Más adelante, en el recorrido que va del living a la cama, una escena de intimidad inquietante combina una instalación de Diana Schuffer con un mural de Viviana Blanco. Original de los años 90, la cama cubierta de “cartas de amor y desamor” de Schuffer se armó por primera vez en 1995 en la Fundación Banco Patricios, y luego en 1997 para la Sexta Bienal de la Habana. Pero hay que reconocer que, traída nuevamente a escena, en diálogo con el trabajo de Blanco, un ventanal en el que ser recortan tres enigmáticos pájaros a contraluz, la obra se ve mejor que nunca antes.
En medio de todo esto Tamara Stuby tomó por asalto el closet y el baño y deslizó en él algunas marcas gráficas que pueden remitir a la rutina de los usuarios.

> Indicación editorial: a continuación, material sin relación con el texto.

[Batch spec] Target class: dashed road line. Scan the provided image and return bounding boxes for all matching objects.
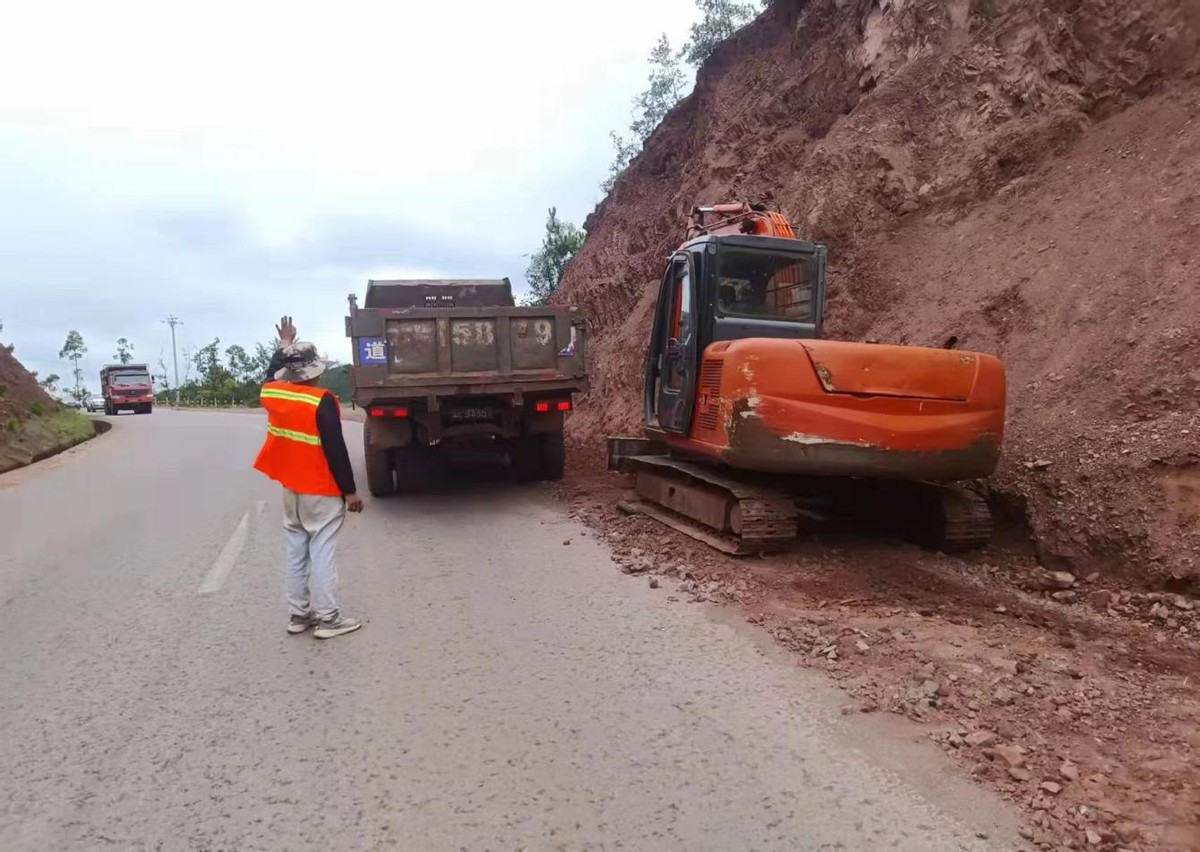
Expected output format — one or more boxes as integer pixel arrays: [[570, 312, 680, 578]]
[[196, 512, 250, 595]]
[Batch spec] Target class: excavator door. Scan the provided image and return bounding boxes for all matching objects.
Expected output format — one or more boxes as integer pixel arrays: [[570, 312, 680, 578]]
[[646, 252, 698, 434]]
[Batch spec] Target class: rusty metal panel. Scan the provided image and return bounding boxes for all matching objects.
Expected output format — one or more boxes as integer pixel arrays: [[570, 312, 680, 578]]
[[388, 319, 438, 373], [450, 318, 499, 373], [509, 314, 562, 370], [362, 278, 515, 308]]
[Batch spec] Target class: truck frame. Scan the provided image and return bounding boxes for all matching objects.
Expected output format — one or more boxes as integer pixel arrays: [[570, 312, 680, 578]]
[[346, 278, 588, 497], [100, 364, 154, 416]]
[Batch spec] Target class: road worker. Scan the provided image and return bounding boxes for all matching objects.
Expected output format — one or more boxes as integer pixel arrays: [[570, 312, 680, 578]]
[[254, 317, 362, 638]]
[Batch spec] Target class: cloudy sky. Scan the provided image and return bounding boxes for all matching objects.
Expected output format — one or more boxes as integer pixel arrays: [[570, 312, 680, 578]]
[[0, 0, 695, 385]]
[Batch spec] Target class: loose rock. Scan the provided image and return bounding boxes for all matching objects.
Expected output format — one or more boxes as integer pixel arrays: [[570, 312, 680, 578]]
[[962, 731, 996, 748]]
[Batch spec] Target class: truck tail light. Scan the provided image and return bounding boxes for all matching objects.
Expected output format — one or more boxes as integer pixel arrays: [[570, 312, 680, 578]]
[[371, 406, 408, 418]]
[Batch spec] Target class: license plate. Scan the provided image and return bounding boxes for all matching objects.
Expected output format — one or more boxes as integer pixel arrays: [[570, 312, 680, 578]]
[[450, 408, 493, 420]]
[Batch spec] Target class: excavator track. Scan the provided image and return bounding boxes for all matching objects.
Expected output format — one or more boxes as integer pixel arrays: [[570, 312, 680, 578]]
[[934, 486, 991, 553], [625, 456, 800, 556], [609, 455, 992, 556]]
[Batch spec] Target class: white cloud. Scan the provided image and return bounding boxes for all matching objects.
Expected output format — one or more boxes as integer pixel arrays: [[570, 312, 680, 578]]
[[0, 0, 695, 380]]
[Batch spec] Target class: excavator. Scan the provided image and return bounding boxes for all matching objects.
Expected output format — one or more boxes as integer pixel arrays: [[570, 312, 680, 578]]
[[608, 203, 1007, 554]]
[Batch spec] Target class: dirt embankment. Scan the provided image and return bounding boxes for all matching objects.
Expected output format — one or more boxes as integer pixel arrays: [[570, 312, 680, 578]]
[[0, 347, 96, 473], [557, 0, 1200, 588]]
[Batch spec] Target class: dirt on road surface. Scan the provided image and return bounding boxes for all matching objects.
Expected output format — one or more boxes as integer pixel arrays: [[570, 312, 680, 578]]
[[0, 410, 1022, 851], [560, 452, 1200, 852]]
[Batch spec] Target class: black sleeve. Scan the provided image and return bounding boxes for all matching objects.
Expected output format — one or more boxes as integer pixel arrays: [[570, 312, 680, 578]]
[[263, 349, 283, 384], [317, 394, 358, 494]]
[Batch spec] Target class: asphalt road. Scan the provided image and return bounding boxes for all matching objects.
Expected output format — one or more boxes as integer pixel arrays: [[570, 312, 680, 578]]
[[0, 412, 1019, 852]]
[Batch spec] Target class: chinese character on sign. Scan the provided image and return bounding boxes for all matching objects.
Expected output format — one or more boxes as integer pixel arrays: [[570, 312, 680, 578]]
[[359, 337, 388, 364]]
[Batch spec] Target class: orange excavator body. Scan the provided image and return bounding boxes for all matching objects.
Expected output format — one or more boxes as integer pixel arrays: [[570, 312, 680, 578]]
[[647, 204, 1006, 481], [666, 338, 1006, 481]]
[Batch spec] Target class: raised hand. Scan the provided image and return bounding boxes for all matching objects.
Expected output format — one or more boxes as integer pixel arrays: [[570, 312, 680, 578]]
[[275, 317, 296, 347]]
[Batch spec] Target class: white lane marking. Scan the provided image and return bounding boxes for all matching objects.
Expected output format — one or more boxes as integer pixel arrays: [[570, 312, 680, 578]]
[[196, 512, 250, 595]]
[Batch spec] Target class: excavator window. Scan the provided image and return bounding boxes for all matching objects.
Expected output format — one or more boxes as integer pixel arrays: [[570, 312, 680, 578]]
[[716, 247, 816, 323], [666, 263, 694, 392]]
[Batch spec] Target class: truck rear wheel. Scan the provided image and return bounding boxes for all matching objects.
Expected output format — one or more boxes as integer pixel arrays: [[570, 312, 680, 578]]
[[396, 443, 433, 493], [362, 420, 396, 497], [512, 434, 541, 482], [540, 432, 566, 482]]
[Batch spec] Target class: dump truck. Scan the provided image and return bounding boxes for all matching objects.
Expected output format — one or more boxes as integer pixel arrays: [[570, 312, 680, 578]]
[[100, 364, 154, 415], [346, 278, 588, 497]]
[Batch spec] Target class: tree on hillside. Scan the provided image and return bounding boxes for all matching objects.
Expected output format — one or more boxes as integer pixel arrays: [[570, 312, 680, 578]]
[[526, 208, 586, 305], [59, 329, 88, 400], [679, 0, 758, 67], [192, 337, 236, 390], [601, 32, 686, 192], [37, 373, 62, 396], [113, 337, 133, 364]]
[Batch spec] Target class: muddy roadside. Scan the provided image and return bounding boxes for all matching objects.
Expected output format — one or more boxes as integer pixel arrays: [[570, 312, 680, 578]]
[[558, 454, 1200, 850]]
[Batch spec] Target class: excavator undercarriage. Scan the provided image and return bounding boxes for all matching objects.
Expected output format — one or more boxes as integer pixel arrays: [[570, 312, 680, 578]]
[[608, 438, 991, 556]]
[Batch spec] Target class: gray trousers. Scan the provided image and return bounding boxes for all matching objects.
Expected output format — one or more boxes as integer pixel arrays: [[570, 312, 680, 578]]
[[283, 488, 346, 618]]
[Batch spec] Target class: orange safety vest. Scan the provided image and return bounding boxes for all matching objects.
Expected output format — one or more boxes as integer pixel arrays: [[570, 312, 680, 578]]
[[254, 382, 342, 497]]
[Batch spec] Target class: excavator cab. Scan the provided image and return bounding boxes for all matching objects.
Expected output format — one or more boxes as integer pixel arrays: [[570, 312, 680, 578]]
[[608, 204, 1006, 553], [644, 234, 826, 434]]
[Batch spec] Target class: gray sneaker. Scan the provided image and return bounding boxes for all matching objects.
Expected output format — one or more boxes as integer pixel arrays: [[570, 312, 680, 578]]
[[312, 612, 362, 638], [288, 613, 318, 634]]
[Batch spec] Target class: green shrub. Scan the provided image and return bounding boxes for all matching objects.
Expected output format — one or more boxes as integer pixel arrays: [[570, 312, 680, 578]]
[[53, 408, 96, 443]]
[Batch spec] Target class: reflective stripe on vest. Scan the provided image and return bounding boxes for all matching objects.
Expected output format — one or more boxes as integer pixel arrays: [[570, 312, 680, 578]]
[[259, 386, 324, 407], [254, 382, 342, 497], [266, 424, 320, 446]]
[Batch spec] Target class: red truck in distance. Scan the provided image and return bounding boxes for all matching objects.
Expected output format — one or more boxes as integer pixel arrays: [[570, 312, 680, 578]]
[[100, 364, 154, 415]]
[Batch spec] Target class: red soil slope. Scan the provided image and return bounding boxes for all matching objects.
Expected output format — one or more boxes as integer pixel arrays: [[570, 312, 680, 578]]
[[557, 0, 1200, 584]]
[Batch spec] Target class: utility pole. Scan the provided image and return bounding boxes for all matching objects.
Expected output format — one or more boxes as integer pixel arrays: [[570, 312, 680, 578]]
[[162, 313, 184, 406]]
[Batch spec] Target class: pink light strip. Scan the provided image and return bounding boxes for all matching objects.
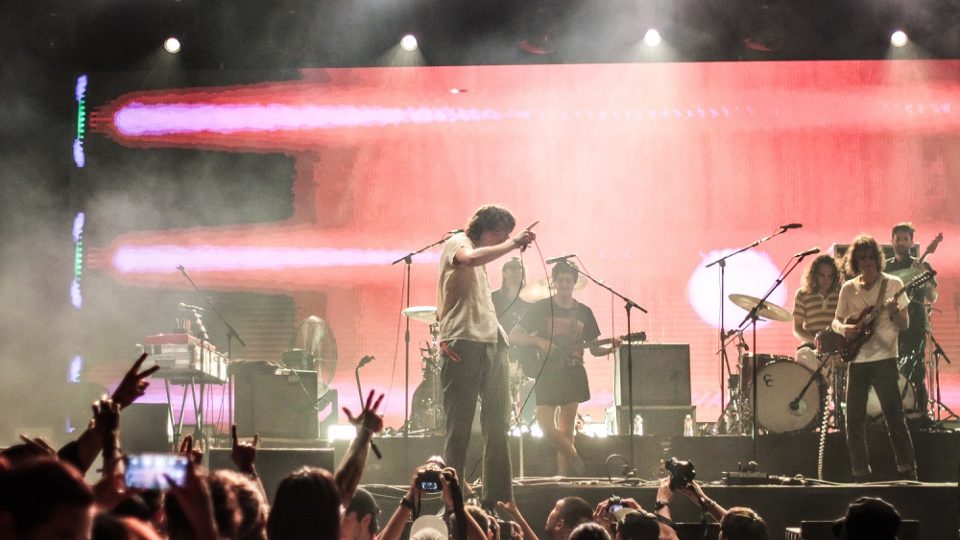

Del otro lado, el tocador de Nicola Costantino se presenta como una instancia radicalmente distinta, más sensual, ciertamente privada y autorreferente
Al fin, si en la reflexión de Bachelard, la casa es un cosmos plagado de recovecos y secretos, cada artista pudo encontrar el lugar que mejor lo representa. Con “un centro y una verticalidad –subrayada quizás por las piezas transparentes de Marcela Cabutti– que va del sótano a la buhardilla”, algo de esto ha sido trasladado a este recorrido que nos conduce a ese rincón de secretos que es el sótano. Allí se abre la instalación “La Reina del Plata” de Miguel Rothschild. Emplazada justo en ese lugar remite en algo al Aleph que atesoraba Carlos Argentino Daneri en un sótano de la calle Garay.
Así, mientras se escuchan cuestionamientos al modelo de exhibición que sostiene hipótesis curatoriales fijadas de antemano a partir de ciertas obras que la ilustran, esta exhibición surge más bien como una atenta lectura de coincidencias en el universo del arte argentino contemporáneo. Su mayor mérito es potenciar cada obra en su relación con el conjunto.